We live in a world where Microsoft thinks it can remain relevant by buying GitHub, and owning open-source engineering data. That was $7.5 Billion and Microsoft can afford it, it’s the 2nd company to be worth $1 Trillion dollars. IBM had been on decline for a long time, but investing in blockchain and this definately does give them some life.
Interestingly, prior to the acquisition, Red Hat’s market capitalization stood at approximately $20.5 billion. In short Red Hat, Inc. is an American multinational software company providing open-source software products to the enterprise community.
Microsoft might be a Redmond, WA-based software behemoth, but it’s IBM that’s caught the big-fish of Red Hat.
It’s being hailed as one of the most significant tech acquisition of 2018 will unlock true value of cloud for business. The likes of IBM and Oracle have had trouble keeping up with AWS and Azure in the cloud. While Salesforce is clearly innovative and Alibaba is growing fast, IBM flirting with quantum computing and blockchain is worth noting.

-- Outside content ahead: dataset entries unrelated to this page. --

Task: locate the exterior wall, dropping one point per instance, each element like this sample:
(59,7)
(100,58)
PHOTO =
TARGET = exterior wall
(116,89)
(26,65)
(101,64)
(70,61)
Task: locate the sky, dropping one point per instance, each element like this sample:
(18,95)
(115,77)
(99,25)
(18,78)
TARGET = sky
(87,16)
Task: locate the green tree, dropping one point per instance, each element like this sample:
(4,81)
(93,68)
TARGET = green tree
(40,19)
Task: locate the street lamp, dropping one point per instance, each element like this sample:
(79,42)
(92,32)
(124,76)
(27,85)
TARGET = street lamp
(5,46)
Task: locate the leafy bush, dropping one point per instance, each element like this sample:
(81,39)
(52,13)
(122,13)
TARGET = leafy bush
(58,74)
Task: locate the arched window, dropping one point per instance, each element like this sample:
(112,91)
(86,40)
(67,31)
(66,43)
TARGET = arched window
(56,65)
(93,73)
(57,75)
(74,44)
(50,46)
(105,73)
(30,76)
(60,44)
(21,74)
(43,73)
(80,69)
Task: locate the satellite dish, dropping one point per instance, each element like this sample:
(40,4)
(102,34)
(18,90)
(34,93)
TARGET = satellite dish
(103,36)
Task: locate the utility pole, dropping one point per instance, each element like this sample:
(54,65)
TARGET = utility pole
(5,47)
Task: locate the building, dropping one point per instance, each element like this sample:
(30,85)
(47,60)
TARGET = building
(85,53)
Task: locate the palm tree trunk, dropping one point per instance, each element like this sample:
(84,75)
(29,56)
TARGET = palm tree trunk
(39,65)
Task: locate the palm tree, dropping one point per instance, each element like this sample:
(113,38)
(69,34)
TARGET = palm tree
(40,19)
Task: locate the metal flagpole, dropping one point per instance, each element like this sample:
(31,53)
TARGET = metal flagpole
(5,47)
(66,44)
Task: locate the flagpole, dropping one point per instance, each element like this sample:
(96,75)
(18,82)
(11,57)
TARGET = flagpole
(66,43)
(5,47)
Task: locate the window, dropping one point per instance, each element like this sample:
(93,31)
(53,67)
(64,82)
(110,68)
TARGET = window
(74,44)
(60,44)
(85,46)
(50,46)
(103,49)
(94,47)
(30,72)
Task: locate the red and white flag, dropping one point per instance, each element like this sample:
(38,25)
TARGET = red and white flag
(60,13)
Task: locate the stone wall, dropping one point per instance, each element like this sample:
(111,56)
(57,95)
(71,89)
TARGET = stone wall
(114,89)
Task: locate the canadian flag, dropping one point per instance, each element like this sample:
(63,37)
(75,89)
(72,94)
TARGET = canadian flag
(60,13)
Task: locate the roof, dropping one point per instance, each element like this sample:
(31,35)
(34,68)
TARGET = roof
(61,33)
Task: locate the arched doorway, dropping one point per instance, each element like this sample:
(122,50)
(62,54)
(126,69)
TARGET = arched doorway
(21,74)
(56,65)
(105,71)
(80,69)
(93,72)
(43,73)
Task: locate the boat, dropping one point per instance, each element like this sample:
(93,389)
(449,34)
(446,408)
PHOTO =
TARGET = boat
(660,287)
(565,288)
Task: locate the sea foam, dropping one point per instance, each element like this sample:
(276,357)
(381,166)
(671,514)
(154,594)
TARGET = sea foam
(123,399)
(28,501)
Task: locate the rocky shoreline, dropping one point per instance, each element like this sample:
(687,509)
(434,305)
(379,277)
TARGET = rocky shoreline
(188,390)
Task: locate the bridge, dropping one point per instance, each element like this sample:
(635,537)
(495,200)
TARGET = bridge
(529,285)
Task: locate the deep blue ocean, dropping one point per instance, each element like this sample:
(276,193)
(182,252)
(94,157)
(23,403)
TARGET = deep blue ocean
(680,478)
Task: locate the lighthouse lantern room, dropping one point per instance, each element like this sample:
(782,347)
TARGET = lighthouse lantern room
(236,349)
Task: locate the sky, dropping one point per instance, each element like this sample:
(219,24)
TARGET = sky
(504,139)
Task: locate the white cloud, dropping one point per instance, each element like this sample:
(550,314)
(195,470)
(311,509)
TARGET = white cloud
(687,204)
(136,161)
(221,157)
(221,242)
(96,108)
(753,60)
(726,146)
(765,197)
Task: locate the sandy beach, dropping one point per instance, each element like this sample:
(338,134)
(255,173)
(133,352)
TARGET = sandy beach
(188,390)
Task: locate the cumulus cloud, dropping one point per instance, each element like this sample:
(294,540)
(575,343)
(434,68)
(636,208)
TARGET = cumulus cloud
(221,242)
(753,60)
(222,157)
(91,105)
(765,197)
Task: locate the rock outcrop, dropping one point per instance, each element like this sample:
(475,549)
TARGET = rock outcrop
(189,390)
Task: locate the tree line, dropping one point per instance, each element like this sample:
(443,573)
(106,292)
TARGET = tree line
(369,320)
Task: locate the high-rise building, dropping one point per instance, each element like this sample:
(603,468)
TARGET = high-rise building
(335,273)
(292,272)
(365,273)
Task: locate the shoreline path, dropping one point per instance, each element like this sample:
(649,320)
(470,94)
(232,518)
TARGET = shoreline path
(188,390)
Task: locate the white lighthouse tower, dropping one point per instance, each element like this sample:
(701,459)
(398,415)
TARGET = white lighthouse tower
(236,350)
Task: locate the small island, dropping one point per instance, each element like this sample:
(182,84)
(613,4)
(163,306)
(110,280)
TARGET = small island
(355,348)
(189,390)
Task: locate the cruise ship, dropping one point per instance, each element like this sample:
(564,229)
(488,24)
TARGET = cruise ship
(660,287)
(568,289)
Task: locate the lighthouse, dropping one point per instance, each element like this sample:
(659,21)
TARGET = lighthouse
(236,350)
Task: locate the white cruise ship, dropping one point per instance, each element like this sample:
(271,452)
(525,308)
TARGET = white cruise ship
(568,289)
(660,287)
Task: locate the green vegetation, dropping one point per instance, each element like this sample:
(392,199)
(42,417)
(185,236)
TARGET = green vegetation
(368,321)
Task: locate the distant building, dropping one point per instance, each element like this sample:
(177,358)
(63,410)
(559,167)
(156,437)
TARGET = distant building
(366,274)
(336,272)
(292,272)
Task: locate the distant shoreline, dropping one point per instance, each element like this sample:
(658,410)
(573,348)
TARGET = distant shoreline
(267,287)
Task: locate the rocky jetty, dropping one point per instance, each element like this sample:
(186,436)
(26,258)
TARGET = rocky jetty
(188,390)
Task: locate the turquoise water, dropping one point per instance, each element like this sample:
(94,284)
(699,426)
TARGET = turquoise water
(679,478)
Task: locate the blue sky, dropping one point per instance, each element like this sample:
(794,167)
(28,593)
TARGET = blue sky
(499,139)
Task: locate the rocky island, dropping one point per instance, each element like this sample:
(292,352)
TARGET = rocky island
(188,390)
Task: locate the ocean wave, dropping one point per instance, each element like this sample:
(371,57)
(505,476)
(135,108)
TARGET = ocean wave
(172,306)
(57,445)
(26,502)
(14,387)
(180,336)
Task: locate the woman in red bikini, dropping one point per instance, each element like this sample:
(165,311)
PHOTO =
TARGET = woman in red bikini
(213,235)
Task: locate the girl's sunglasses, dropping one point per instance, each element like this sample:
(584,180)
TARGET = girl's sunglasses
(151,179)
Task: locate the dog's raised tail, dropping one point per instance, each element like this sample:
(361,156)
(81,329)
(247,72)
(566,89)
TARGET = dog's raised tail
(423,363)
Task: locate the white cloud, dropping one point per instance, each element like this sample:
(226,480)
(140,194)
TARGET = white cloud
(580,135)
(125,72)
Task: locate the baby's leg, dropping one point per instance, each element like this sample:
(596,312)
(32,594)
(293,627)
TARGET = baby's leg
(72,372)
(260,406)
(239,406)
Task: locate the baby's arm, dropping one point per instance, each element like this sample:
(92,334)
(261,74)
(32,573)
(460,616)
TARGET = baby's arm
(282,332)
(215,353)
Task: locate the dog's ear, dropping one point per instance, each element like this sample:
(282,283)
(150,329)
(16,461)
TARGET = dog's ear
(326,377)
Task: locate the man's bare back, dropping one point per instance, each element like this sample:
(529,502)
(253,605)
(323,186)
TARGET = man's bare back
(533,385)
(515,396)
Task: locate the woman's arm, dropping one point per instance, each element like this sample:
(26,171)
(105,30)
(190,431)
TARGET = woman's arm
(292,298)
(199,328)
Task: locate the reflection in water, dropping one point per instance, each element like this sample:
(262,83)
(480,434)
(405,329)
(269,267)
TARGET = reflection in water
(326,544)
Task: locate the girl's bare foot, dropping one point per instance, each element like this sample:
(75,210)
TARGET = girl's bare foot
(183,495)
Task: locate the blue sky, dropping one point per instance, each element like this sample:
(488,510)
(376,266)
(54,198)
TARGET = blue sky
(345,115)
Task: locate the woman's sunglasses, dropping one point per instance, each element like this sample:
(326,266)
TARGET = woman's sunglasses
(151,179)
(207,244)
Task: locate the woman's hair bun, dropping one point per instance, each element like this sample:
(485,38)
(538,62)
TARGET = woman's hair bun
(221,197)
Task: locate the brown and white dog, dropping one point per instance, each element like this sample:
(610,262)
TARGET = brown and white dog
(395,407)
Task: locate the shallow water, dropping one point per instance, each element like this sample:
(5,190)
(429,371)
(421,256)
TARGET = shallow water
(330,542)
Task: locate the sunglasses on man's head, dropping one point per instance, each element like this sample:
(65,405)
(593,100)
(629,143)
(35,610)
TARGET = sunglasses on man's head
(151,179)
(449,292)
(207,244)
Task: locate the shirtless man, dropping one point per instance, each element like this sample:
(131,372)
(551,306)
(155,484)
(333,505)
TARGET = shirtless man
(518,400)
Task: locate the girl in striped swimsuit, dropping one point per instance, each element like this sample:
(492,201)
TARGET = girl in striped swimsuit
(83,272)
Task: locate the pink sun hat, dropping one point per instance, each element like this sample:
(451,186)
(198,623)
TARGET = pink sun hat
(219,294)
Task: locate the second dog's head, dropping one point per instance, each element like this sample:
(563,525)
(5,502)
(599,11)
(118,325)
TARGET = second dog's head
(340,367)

As for the future of Linux, IBM will indeed remain committed to Red Hat’s open governance, open source contributions, participation in the open source community and development model, and fostering its widespread developer ecosystem. The Cloud is eating the world. Software is eating itself, and technology goes on.
While Microsoft’s acquisition of LinkedIn and GitHub show greed of data harvesting that’s very profound, what does IBM’s play on Red Hat really mean?
Red Hat will remain a distinct unit in IBM.
Ginni Rometty is doing some interesting things in 2018. IBM and Red Hat also will continue to build and enhance Red Hat partnerships. Enterprise cloud partnerships are really that valuable. However as open-source pioneers get acquired by centralized legacy companies, what might happen to them in the long-term? Will developers be more likely to find alternatives?
Red Hat will join IBM’s Hybrid Cloud team as a distinct unit, preserving the independence and neutrality of Red Hat (is that even possible?).
IBM desperately wants to be seen as the world’s #1 hybrid cloud provider, offering companies a first class open cloud solution that will unlock the full value of the cloud for their businesses. Microsoft in its pivot to the Cloud and cybersecurity has really diversified its assets and direction, though is no longer a leader in artificial intelligence. At least IBM is trying.
Cloud is one of IBM’s four key strategic imperatives, or growth drivers. Realistically though will this bring Red Hat to an even wider audience or be its doom? It’s an expensive gamble. IBM and Red Hat want to provide an open approach to cloud, featuring unprecedented security and portability across multiple clouds. Sounds good in theory, but the future of open-source innovation has a way of going its own way.